In current drinkers of alcohol in high-income countries, the threshold for lowest risk of all-cause mortality was about 100 g/week. For cardiovascular disease subtypes other than myocardial infarction, there were no clear risk thresholds below which lower alcohol consumption stopped being associated with lower disease risk. These data support limits for alcohol consumption that are lower than those recommended in most current guidelines.
Again, a call "to lower guidelines". Despite the result that for some outcomes the lowest risk was not "zero drinks" but that the relative risk increases, clearly, if you go below 100g of pure alcohol a week!
From the supplementary material: (click to enlarge)

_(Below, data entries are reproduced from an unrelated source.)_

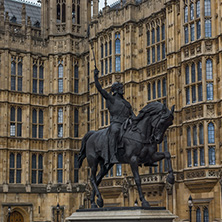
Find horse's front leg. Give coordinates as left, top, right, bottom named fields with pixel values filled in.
left=130, top=156, right=150, bottom=207
left=151, top=151, right=175, bottom=184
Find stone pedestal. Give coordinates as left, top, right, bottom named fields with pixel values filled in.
left=66, top=207, right=177, bottom=222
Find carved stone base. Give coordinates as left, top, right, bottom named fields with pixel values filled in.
left=66, top=207, right=177, bottom=222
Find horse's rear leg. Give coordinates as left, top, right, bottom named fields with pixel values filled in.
left=130, top=156, right=150, bottom=207
left=91, top=163, right=114, bottom=208
left=89, top=159, right=104, bottom=208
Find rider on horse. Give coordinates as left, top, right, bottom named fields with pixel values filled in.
left=94, top=68, right=135, bottom=165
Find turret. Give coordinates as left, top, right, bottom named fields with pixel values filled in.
left=41, top=0, right=91, bottom=38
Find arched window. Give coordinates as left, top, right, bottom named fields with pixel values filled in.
left=74, top=109, right=79, bottom=137
left=203, top=208, right=209, bottom=222
left=206, top=59, right=213, bottom=79
left=62, top=3, right=66, bottom=23
left=187, top=127, right=191, bottom=146
left=101, top=44, right=104, bottom=58
left=184, top=25, right=189, bottom=44
left=72, top=2, right=75, bottom=23
left=39, top=65, right=44, bottom=94
left=157, top=80, right=161, bottom=98
left=17, top=62, right=22, bottom=91
left=77, top=4, right=80, bottom=24
left=74, top=65, right=79, bottom=93
left=148, top=83, right=151, bottom=101
left=57, top=1, right=61, bottom=22
left=208, top=123, right=215, bottom=143
left=147, top=30, right=150, bottom=46
left=116, top=164, right=122, bottom=176
left=11, top=61, right=16, bottom=90
left=152, top=82, right=156, bottom=99
left=196, top=208, right=201, bottom=222
left=152, top=28, right=155, bottom=44
left=105, top=42, right=108, bottom=57
left=38, top=154, right=43, bottom=183
left=58, top=63, right=63, bottom=93
left=193, top=125, right=197, bottom=145
left=115, top=33, right=121, bottom=72
left=191, top=63, right=195, bottom=83
left=57, top=154, right=63, bottom=183
left=185, top=65, right=189, bottom=84
left=184, top=6, right=188, bottom=23
left=186, top=88, right=190, bottom=105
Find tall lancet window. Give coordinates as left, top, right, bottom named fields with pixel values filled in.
left=57, top=0, right=66, bottom=23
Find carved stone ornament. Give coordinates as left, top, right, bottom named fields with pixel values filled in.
left=165, top=181, right=173, bottom=195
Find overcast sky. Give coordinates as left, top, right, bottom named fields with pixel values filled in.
left=27, top=0, right=118, bottom=10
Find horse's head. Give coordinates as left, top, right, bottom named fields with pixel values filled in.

Do these numbers really suggest that not drinking alcohol – either never or even worse to quit drining – is to be seen as a potential risk factor? The huge difference between never-drinkers and ex-drinkers might spoil that party a bit. An equally plausible explanation for that is that dislike for alcohol might be a sign for already frail or future health problems.
Summary
The vast majority of findings show that moderate drinking (definitions of that may vary as much as does individual tolerance) carries a low risk and that there is an ultimately unexplained correlation between drinking a bit and slightly longer life expectancy. The French Paradox keeps on giving.